Later in the day, House Speaker Greg Stumbo, D-Prestonsburg, again called the prospects “daunting” for passing such a significant — and politically controversial — measure in an election year when all 100 House seats and 19 of 38 Senate seats are on the ballot. The state General Fund budget has been cut $1.6 billion since 2009 and without some form of new revenue, Beshear says the budget for the next two years will also contain “harmful cuts” to services “vital to Kentuckians.”
Some lawmakers appear to prefer turning to casino gambling to produce new revenue but prospects for that also appeared to grow dimmer Monday night when the Senate Republicans caucused and announced they don’t have enough votes to pass a constitutional amendment proposed by Caucus Chair Dan Seum, R-Louisville.
The bill Abramson took to the budget committees proposes a variety of “targeted” tax increases and reductions which would net the state about $210 million more in its first year or so.
A major revenue producer is application of the 6 percent sales tax to selected services — labor on equipment repairs and installation such as automobiles; some commercial, residential and personal services such as lawn care, janitor services and warranty services contracts; and recreational services such as golf course and country club fees, campgrounds and fitness and recreational services.
It would also limit tax exemptions for private retirement income (excluding Social Security), raise the cigarette tax from 60 cents to a dollar a pack and tax electronic cigarettes.
But those revenue gains would be offset in part by reductions in the top corporate and individual income tax rates; reduced taxes on industry; and a refundable Earned Income Tax Credit for lower income groups.
Most questions from lawmakers centered on the retirement income changes – currently retirement income is exempt up to $41,100, significantly more than most states. Beshear wants to tax retirement income when a filer’s adjusted gross income reaches $80,000 and would eliminate the exemption for those with adjusted gross income of $100,000 or more.

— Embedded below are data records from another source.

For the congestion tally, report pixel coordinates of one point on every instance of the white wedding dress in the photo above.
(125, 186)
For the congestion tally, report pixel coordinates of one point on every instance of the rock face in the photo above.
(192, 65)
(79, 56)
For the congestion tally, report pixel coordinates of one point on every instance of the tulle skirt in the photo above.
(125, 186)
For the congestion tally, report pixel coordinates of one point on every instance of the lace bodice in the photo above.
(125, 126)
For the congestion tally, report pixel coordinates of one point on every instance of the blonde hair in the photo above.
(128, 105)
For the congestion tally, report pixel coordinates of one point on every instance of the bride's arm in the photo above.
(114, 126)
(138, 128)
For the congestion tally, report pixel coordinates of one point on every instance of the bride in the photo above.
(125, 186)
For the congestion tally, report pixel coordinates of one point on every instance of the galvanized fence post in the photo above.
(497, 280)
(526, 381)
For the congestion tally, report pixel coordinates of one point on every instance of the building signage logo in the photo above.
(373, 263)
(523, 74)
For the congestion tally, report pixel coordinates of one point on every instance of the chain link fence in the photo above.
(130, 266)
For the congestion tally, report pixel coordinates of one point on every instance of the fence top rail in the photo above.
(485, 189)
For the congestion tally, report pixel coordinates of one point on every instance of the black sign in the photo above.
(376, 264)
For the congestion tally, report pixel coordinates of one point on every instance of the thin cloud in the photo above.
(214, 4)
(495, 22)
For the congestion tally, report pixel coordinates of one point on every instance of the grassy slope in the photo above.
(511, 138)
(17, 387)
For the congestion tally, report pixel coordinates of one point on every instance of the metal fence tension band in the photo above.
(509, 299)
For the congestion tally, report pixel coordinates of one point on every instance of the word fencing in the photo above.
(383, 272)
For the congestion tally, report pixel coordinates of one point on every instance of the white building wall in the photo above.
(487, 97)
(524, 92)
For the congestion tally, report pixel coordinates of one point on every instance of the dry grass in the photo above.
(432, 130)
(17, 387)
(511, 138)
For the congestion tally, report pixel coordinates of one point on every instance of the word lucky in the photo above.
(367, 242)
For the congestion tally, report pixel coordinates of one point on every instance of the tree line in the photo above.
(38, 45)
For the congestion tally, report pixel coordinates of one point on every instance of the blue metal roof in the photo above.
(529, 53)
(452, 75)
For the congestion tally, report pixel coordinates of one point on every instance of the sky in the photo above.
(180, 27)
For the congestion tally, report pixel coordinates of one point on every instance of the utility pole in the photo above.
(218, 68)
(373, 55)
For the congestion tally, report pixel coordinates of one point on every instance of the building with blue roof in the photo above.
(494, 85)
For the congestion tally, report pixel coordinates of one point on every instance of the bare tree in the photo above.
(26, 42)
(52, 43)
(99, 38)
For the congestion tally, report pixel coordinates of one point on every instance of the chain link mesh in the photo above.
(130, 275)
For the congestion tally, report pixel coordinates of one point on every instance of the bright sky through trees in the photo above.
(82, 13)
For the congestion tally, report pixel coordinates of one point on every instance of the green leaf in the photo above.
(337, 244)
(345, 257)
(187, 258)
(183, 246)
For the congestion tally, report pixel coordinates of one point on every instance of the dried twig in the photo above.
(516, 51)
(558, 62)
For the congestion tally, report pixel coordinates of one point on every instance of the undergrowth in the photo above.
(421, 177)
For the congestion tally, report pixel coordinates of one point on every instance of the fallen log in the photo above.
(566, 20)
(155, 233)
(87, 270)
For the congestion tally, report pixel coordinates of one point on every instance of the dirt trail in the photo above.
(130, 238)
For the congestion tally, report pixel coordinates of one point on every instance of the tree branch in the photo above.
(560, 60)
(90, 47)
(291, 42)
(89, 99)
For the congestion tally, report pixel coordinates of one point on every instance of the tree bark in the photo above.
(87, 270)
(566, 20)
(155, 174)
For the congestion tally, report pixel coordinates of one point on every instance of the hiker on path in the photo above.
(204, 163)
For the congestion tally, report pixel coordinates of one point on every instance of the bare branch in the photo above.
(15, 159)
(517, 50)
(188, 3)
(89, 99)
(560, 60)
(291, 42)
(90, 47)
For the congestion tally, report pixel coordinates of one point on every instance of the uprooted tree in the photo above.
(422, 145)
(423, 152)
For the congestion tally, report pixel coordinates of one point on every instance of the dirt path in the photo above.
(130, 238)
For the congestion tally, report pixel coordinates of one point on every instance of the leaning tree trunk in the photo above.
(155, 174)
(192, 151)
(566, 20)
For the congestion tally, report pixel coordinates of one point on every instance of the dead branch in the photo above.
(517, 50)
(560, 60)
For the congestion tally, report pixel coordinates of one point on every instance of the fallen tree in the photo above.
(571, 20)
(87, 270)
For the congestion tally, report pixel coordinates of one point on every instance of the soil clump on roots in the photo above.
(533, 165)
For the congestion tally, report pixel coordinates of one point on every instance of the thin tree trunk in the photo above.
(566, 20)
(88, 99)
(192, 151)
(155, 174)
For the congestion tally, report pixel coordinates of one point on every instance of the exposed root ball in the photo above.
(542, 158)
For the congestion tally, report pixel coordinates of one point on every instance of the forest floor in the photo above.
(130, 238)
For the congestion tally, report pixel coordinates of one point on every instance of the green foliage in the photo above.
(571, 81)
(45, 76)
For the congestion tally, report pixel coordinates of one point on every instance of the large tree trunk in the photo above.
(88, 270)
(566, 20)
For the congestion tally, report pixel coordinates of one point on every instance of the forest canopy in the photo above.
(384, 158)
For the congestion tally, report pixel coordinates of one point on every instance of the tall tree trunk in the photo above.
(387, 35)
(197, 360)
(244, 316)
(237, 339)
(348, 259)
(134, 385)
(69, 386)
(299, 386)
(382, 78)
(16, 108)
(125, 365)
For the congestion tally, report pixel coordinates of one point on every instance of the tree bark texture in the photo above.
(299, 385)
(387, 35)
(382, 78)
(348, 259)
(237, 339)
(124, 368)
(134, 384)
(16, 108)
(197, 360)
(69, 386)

Abramson said those changes would affect about 90,200 Kentuckians whose average AGI is about $215,000.
Rep. Jim Wayne, D-Louisville, who was a non-voting member of the tax reform commission, said the proposal doesn’t do enough to help low income groups and said some of the tax benefits to existing business and industry in Kentucky won’t help recruit “a single job.”
No action was planned or taken on the bill Tuesday by either committee.